DFG fördert Forschergruppe zu „Gewaltgemeinschaften“ mit zwei Millionen Euro – Wie funktioniert Gewalt in der Gruppe?

Nr. 191  • 3. August 2009


Von jugendlichen Gewalttätern in Großstädten über Milizen und Rebellen in den Krisengebieten der Welt bis hin zu Terroristen: Gewalt wird oft von Gruppen ausgeübt. In der Gemeinschaft Gleichgesinnter scheint die Hemmschwelle zur Gewaltanwendung zu sinken. Aber was hält solche Gruppen zusammen und welche Rolle spielt die Gewalt für sie? Dieser Frage widmet sich an der Justus-Liebig-Universität Gießen (JLU) die neue DFG-Forschergruppe „Gewaltgemeinschaften“. Sprecher der von der Deutschen Forschungsgemeinschaft mit zunächst rund zwei Millionen Euro für drei Jahre geförderten Gruppe ist Prof. Dr. Winfried Speitkamp vom Historischen Institut der JLU.

Den beteiligten Wissenschaftlern geht es vor allem um die geschichtliche Dimension: So untersuchen sie unter anderem, ob es Gewaltgemeinschaften schon immer gegeben hat und wie sie sich in einzelnen Epochen oder Kulturen unterscheiden. Warum sind einzelne Gewaltgemeinschaften, zum Beispiel Räuberbanden, zeitweise zum Mythos geworden? Das alles soll in neun Teilprojekten erforscht werden. Die Themen reichen von gotischen Kriegergruppen im Römischen Reich über mittelalterliche Fehdegruppen und frühneuzeitliche Söldner bis zu osteuropäischen und afrikanischen Gewaltgemeinschaften. Auch städtische Jugendgruppen und politische Kampfverbände des 20. Jahrhunderts kommen zur Sprache.

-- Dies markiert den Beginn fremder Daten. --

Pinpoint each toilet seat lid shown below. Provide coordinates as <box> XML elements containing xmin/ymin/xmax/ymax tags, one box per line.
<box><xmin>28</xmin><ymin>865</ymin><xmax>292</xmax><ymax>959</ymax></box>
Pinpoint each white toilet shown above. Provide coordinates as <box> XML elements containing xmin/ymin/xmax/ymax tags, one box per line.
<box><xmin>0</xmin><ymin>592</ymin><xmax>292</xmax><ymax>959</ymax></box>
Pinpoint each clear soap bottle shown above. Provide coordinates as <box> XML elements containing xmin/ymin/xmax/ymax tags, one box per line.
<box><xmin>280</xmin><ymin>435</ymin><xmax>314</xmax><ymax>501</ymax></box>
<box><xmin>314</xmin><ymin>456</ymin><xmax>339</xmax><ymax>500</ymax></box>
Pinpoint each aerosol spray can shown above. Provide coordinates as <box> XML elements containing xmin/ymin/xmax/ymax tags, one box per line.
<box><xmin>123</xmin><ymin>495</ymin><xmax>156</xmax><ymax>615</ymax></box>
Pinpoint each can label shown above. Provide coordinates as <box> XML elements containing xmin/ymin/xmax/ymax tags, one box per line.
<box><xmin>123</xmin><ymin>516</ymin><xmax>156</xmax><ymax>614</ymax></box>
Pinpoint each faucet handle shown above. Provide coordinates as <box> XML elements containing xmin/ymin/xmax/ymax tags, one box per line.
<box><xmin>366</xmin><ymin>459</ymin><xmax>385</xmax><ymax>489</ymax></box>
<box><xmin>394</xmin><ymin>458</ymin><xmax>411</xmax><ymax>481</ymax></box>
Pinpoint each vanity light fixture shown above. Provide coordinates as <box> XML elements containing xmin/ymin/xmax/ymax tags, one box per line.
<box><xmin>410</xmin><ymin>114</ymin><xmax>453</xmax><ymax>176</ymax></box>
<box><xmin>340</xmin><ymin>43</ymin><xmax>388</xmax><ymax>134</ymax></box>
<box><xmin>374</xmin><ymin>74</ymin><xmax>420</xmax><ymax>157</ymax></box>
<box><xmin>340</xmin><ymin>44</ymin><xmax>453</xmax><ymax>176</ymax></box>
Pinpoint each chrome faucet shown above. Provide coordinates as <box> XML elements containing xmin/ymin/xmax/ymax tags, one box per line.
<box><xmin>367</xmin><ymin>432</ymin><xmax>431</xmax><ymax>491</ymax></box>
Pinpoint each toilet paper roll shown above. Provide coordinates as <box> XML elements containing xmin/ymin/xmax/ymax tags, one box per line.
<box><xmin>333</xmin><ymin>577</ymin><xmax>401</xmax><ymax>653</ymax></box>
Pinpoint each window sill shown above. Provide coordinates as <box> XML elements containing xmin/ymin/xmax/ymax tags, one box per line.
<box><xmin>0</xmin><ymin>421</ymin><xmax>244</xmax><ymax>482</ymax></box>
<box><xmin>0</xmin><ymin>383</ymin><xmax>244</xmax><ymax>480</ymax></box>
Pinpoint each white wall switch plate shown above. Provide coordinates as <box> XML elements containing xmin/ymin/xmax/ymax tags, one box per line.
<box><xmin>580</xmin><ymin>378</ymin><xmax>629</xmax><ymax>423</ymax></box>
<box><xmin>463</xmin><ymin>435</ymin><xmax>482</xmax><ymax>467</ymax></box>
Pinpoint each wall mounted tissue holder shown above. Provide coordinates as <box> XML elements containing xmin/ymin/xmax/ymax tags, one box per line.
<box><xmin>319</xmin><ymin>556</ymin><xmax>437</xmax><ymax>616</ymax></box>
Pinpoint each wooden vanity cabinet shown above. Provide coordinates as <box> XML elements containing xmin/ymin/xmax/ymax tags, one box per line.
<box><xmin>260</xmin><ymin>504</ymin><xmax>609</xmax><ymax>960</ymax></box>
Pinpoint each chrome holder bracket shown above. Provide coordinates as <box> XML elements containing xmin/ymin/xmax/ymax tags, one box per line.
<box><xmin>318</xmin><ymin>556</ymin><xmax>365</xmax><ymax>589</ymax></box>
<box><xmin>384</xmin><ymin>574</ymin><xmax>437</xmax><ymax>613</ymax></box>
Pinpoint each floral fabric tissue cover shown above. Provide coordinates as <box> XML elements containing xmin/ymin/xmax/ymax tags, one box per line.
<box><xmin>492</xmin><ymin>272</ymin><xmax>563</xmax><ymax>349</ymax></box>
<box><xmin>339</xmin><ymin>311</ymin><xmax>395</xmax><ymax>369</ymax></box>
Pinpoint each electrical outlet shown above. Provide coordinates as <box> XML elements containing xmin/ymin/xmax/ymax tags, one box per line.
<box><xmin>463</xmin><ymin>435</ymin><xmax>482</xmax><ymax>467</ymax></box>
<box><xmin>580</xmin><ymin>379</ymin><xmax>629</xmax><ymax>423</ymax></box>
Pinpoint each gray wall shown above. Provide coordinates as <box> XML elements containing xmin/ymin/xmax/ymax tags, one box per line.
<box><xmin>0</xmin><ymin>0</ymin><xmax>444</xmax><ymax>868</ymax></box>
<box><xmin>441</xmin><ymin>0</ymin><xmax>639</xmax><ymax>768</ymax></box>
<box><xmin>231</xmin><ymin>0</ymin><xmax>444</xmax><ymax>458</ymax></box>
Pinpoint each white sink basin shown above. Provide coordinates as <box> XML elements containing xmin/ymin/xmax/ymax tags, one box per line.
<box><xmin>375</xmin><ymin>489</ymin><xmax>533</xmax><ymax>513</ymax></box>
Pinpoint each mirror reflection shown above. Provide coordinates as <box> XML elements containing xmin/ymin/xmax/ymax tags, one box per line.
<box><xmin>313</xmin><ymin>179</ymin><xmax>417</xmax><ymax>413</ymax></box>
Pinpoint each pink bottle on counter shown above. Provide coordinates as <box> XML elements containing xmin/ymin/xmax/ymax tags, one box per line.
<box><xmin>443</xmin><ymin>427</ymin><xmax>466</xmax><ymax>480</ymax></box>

Das innovative Konzept verspricht neue Ergebnisse, die auch für das Verständnis von Gewaltgemeinschaften in der Gegenwart Bedeutung haben werden. Bisher hat die Forschung eher nach den Ursachen und den Folgen von Gewalt gefragt, aber die innere Dynamik von gewalttätigen Gruppen, den Zusammenhalt, die Funktionsweise, etwa die Rolle der Führer oder die Bedeutung einer eigenen „Moral“ und Wertordnung, vernachlässigt. Danach aber muss man fragen, so eine These der Forschergruppe, wenn man verstehen will, warum immer wieder gewaltbereite Gruppen Angst und Schrecken verbreiten.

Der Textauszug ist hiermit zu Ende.